GFS nodes are doing i/o over several paths.
One or more paths are disabled.
Many scsi errors (meaning/severity unknown).
Many md multipath errors (meaning/severity unknown).
Node(s) rebooted before md errors are resolved.
Cluster brought back up.
Corruption is found in one of three gfs fs's.
I was given /var/log/messages from two different nodes
(saqone01, sqaone02) that showed the final two steps in
that sequence. Oddly, only the log from sqaone01 showed
the previous steps, it appears sqaone02 was not being
used during the previous steps? Were there other nodes
in the cluster during the previous steps when the failures
There are quite a lot of md error messages that I have
no experience interpretting. That's a big area of uncertainty.
Some of the errors appear to relate to updating md's superblock;
superblock updates are an area where md is especially vulnerable
to problems in a cluster since the different nodes' updates clobber
each other. It's unknown what the actual effects of this would be,
directly within md or worse indirectly to the data/storage.
Apart from learning what the md errors mean, my suggestion would be
to break this problem down into smaller pieces or swap in different
pieces to narrow down which subsystem is at fault.

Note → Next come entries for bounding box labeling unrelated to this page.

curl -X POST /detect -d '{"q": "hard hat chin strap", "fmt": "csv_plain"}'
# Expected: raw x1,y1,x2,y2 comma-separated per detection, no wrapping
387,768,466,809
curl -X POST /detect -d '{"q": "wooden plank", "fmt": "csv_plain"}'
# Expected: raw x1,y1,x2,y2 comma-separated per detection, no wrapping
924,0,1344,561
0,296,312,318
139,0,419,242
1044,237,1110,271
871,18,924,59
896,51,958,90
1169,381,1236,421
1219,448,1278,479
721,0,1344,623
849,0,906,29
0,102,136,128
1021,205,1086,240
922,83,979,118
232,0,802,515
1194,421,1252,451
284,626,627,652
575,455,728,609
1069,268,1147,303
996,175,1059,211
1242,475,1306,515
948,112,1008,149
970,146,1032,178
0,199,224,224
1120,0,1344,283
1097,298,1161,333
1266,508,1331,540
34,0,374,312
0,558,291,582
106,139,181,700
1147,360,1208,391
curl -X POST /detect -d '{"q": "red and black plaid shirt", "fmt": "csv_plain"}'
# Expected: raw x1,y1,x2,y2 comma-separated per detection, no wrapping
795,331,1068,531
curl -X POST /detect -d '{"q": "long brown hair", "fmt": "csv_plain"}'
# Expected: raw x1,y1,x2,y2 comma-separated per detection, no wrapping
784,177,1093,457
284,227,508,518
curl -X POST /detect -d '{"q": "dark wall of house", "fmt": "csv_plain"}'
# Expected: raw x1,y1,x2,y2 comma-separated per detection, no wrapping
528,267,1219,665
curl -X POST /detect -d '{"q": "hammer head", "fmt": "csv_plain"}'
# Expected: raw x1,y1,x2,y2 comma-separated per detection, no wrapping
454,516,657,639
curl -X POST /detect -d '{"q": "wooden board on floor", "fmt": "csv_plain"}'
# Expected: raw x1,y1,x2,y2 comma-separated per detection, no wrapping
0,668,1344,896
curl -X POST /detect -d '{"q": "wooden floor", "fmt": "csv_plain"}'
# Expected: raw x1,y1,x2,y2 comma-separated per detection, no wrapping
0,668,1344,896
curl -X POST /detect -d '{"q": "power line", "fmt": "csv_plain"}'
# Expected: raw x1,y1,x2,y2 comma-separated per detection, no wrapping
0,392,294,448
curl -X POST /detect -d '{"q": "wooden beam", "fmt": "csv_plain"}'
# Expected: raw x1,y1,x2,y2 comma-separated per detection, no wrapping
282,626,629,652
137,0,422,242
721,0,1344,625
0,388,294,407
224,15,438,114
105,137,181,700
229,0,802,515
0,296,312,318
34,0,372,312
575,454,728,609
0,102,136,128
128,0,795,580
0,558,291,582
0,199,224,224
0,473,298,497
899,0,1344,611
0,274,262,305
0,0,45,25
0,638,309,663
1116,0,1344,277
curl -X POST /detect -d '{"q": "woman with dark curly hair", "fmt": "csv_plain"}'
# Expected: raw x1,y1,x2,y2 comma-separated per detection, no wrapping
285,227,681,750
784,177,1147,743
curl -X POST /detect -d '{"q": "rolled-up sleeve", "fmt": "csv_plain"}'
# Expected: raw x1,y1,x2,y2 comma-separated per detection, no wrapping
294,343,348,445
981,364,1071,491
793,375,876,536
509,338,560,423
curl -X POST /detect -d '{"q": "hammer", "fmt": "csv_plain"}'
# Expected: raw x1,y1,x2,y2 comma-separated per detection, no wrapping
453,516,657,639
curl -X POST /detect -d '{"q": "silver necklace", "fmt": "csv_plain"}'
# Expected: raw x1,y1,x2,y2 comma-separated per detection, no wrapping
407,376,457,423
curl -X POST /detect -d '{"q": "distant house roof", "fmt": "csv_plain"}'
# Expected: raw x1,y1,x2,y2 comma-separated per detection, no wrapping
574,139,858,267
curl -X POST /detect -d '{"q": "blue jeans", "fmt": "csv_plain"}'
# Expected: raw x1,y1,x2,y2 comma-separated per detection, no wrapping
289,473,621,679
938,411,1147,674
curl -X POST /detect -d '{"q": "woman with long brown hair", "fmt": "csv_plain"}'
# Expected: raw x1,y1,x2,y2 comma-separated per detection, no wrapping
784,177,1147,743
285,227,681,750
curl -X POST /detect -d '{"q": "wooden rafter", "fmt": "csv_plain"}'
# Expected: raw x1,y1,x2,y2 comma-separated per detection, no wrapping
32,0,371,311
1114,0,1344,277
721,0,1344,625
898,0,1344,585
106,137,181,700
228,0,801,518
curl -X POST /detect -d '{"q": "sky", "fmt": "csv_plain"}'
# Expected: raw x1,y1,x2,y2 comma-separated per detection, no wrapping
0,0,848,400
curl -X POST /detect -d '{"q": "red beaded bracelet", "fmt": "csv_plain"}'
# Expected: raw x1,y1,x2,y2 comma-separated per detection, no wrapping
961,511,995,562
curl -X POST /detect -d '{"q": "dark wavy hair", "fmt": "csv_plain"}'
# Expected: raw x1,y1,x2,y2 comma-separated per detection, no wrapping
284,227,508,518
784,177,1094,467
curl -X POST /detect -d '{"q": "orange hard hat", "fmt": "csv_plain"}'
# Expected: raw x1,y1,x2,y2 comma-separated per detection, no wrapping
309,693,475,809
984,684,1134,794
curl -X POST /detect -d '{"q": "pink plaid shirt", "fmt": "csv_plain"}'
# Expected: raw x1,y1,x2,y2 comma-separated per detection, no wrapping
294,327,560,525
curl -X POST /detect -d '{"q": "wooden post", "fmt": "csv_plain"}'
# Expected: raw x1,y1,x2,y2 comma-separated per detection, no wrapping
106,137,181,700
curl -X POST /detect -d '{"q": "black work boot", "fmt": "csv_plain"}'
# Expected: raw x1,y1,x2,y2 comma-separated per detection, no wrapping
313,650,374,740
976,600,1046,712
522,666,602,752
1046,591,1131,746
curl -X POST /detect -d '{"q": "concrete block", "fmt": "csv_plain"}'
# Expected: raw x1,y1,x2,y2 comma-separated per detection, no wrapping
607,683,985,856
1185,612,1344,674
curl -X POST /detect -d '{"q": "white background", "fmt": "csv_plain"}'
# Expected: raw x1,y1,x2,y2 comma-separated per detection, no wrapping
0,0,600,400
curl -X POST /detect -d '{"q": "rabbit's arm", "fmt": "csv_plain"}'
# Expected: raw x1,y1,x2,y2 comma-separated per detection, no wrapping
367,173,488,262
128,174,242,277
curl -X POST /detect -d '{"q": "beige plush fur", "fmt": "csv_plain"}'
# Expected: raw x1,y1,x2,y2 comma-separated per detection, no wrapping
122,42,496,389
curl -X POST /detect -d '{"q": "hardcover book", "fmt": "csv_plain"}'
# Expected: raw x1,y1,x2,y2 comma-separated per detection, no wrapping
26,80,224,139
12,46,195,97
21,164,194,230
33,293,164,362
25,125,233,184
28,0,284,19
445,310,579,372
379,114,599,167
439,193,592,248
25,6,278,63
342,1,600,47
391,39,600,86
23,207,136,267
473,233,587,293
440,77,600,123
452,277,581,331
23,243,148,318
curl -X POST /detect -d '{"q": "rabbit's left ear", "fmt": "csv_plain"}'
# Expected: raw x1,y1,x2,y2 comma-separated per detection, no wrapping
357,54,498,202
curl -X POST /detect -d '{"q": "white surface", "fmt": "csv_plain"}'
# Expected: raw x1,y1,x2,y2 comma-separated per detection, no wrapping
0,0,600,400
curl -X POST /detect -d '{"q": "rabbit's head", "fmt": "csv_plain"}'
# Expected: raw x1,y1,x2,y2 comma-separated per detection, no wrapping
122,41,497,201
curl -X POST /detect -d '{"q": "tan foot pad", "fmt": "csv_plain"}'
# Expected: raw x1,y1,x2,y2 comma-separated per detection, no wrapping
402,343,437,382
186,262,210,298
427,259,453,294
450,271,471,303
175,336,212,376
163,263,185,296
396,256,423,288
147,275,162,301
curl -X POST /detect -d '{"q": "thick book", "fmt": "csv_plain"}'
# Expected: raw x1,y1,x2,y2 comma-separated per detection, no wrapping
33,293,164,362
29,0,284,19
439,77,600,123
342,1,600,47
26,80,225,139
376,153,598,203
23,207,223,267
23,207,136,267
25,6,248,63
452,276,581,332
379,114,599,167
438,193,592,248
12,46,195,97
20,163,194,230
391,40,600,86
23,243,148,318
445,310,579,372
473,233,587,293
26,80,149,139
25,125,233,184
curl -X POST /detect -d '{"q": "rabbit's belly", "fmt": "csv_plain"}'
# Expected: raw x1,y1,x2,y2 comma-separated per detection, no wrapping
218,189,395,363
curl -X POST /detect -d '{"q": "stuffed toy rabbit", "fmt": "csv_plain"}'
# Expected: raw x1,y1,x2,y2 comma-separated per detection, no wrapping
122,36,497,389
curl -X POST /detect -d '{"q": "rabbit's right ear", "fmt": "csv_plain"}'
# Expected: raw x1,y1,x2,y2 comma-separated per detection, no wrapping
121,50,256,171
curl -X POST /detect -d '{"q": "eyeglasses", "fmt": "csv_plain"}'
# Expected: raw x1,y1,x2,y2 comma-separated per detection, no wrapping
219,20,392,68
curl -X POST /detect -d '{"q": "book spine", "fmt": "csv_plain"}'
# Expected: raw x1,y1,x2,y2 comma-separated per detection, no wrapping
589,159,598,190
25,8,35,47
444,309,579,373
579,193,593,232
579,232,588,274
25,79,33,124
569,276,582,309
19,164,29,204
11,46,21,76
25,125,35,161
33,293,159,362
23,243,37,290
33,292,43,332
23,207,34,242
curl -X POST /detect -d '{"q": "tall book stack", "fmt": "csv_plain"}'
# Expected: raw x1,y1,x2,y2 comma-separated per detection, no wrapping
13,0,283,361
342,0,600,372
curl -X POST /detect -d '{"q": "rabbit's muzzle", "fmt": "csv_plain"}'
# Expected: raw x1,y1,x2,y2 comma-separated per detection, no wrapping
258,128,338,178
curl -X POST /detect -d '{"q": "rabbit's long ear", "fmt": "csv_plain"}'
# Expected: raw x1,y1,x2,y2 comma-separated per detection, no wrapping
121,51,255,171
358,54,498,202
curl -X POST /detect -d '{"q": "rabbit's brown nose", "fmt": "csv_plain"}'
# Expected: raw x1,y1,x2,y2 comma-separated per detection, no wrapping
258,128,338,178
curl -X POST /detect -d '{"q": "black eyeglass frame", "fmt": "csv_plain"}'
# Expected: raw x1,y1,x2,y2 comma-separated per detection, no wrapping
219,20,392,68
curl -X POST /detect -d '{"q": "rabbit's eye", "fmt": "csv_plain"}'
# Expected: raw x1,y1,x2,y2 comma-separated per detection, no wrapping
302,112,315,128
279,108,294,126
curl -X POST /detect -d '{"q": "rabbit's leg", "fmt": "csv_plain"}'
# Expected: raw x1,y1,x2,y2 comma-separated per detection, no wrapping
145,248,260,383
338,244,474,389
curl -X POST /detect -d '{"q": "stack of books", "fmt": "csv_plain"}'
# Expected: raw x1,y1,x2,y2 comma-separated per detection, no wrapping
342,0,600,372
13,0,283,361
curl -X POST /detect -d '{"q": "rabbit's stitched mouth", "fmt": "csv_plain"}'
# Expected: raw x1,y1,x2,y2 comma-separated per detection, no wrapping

At this point
there's no indication that GFS is at fault, but the i/o layers
below the fs look questionable. Perhaps you could replace gfs
with ext3 or gfs+nolock, have a single machine using the fs and
try the same tests killing paths. Or, a test where you eliminate
the fs and have one or more nodes writing/reading patterns from
the device, verifying the data, and killing paths.
Version-Release number of selected component (if applicable):
Steps to Reproduce:
These folks have switched to using dm multipathing.